For a C you need ...

For a B you need to add ...

For an A you need to add ...

As with project 2, each Friday each member of the team should post a description of what they did on the project to the project web site. There are more opportunities in this project for different team members to focus on different areas.

As with Project 1 and 2 you should create a web page describing your work on the application. If possible make an embedded applet of your application but the data files may be large so be sure to have a link so people can download your application (and the necessary data files) to run your application. Please make sure that your application is Mac / Windows / Linux compatible. If you can get your app to run online through a browser then do include that version as well. The web page should describe the contribution of each team member (ie who worked on which interface elements, who worked on converting the data into a more usable form, etc.)

Please send me a 1024 x 768 jpg image of your visualization for the web. This should be named p2.<someone_in_your_groups_last_name>.jpg.

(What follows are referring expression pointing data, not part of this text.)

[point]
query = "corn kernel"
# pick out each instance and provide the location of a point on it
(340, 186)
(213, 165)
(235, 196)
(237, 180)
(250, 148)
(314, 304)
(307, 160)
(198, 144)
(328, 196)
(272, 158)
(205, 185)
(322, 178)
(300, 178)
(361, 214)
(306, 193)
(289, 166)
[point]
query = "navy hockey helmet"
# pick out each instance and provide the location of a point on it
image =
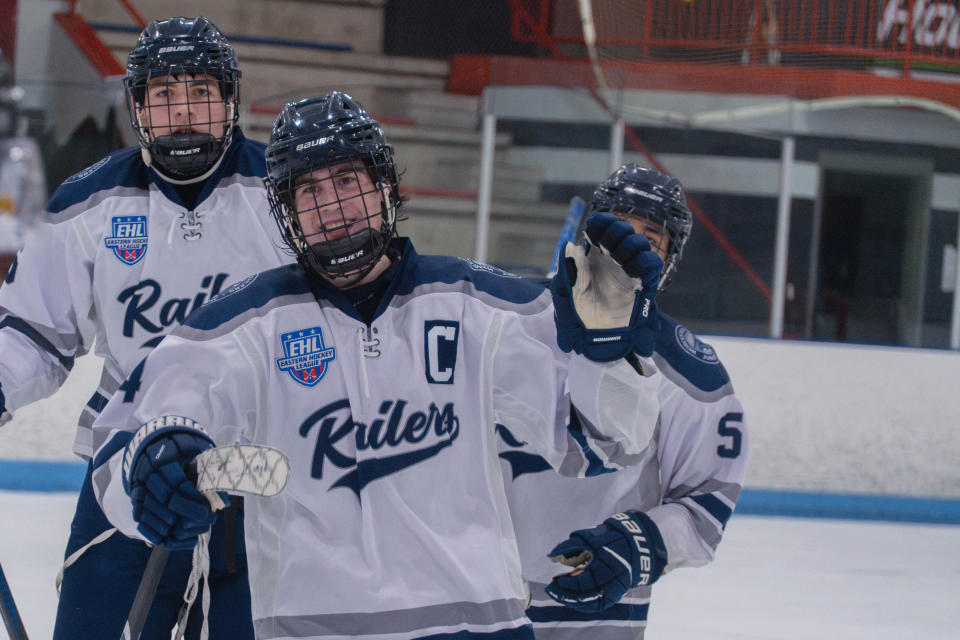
(333, 185)
(638, 192)
(197, 126)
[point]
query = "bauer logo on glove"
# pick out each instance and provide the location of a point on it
(623, 552)
(604, 293)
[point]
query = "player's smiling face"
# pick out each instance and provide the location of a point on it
(184, 104)
(336, 201)
(654, 232)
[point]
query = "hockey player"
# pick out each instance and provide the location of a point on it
(381, 373)
(128, 247)
(666, 512)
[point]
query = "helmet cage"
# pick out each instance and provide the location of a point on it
(177, 51)
(334, 147)
(645, 194)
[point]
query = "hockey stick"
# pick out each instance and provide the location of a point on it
(11, 617)
(568, 232)
(241, 468)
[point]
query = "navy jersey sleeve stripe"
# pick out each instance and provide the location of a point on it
(118, 172)
(23, 327)
(714, 507)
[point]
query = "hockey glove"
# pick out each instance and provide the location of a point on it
(167, 506)
(612, 558)
(604, 295)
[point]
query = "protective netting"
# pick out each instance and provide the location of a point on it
(835, 34)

Each person in the group should also send me a private email ranking your coworkers on the project on a scale from 1 (low) to 5 (high) in terms of how good a coworker they were on the project. If you never want to work with them again, give them a 1. If this person would be a first choice for a partner on a future project then give them a 5. If they did what was expected but nothing particularly good or bad then give them a 3. By default your score should be 3 unless you have a particular reason to increase or decrease the number. Please confine your responses to 1, 2, 3, 4, 5 and no 1/3ds or .5s please. I will average out all these scores for projects 2 through 4 and keep them in mind when assigning final grades.

Each group will present their work to the class and describe its features to the rest of the class. This allows everyone to see a variety of solutions to the problem, and a variety of implementations.

Since we have six groups to go through in 75 minutes, each group will talk for 8 minutes plus 4 minutes for questions from the other groups. The presentation time should be evenly split among all members of the group. Each group sitting in the audience will be allowed one question for the group currently presenting, so come up with a good one. In answering the questions the group presenting should be concise so all of the other groups have a chance to ask questions.

last revision 10/19/10 - made the genre issue even more clear.